El gobierno argentino ha otorgado asilo a un fugitivo brasileño que fue condenado por su papel en el intento de golpe de estado de 2023 en su país de origen y huyó a Argentina.
Contactado por el Herald para hacer comentarios, una fuente del gobierno brasileño llamó a la decisión un intento de la administración Milei de interferir en las próximas elecciones presidenciales, programadas para el 4 de octubre de 2026.
Tras la derrota de Jair Bolsonaro en las elecciones presidenciales de 2022, una turba de sus seguidores atacó tres edificios gubernamentales federales en Brasilia para protestar contra el recién electo Presidente Lula Da Silva.
El juez de la Corte Suprema de Brasil y autoridad electoral Alexandre de Moraes consideró que el ataque era parte de un complot que finalmente terminaría con un golpe de estado.
El poder judicial brasileño ya ha condenado a cientos de personas involucradas en los disturbios por delitos que van desde vandalismo hasta insurrección, incluido el propio Bolsonaro, que sigue en prisión.
Algunos de los acusados y condenados huyeron a Argentina después de que el aliado de Bolsonaro y actual presidente, Javier Milei, asumiera el cargo en diciembre de 2023. Más de 100 solicitaron asilo político. Seis fueron arrestados en 2024, y un tribunal argentino ordenó su extradición a fines de 2025 a solicitud de Brasil, siguiendo órdenes del juez de la Corte Suprema, Alexandre de Moraes.

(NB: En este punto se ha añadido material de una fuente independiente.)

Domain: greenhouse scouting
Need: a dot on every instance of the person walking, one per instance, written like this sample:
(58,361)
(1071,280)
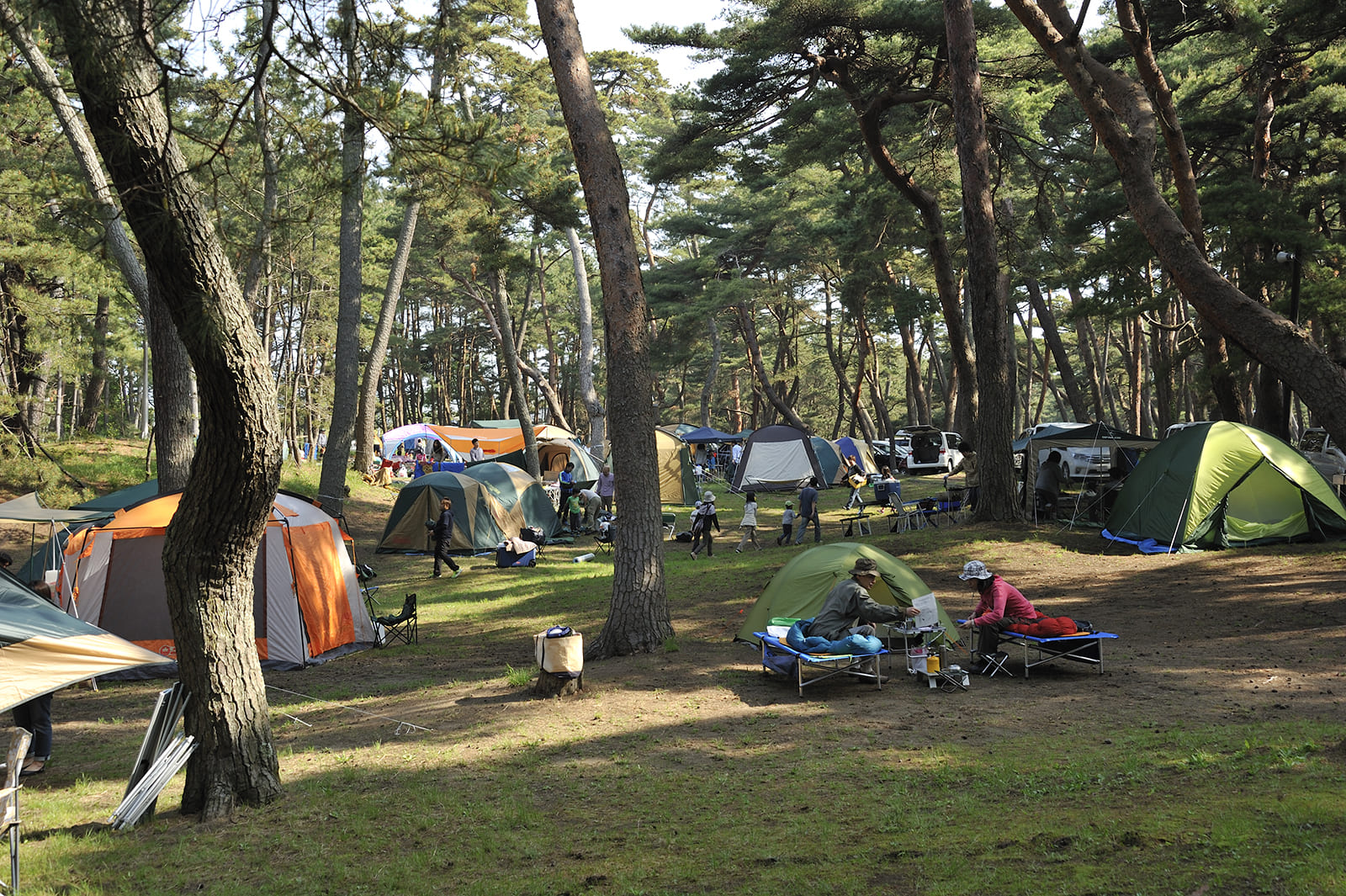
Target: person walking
(809,512)
(787,523)
(706,517)
(749,523)
(443,537)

El martes, la Comisión Nacional de Refugiados (CONARE) otorgó asilo a uno de ellos, Joel Borges Correa, un camionero de 47 años que fue condenado en Brasil a 13 años y seis meses de prisión.
En su resolución, que el Herald ha visto, el CONARE dijo que Borges Correa está siendo perseguido por sus opiniones políticas.
«Ni la versión de [Borges Correa] ni el fallo del Tribunal Superior de Justicia brasileño sugieren que tuviera alguna conexión o conocimiento de un plan para intentar un golpe contra el gobierno de Lula», dijo la resolución del CONARE, «ni hay evidencia de que su presencia en la manifestación del 8 de enero fuera un elemento relevante en el plan criminal.»
«Por lo tanto, se puede inferir que la persecución temida por el solicitante está claramente relacionada con la atribución de una opinión política específica, deducida de su presencia en la marcha a la Plaza de los Tres Poderes el 8 de enero de 2023», concluyó.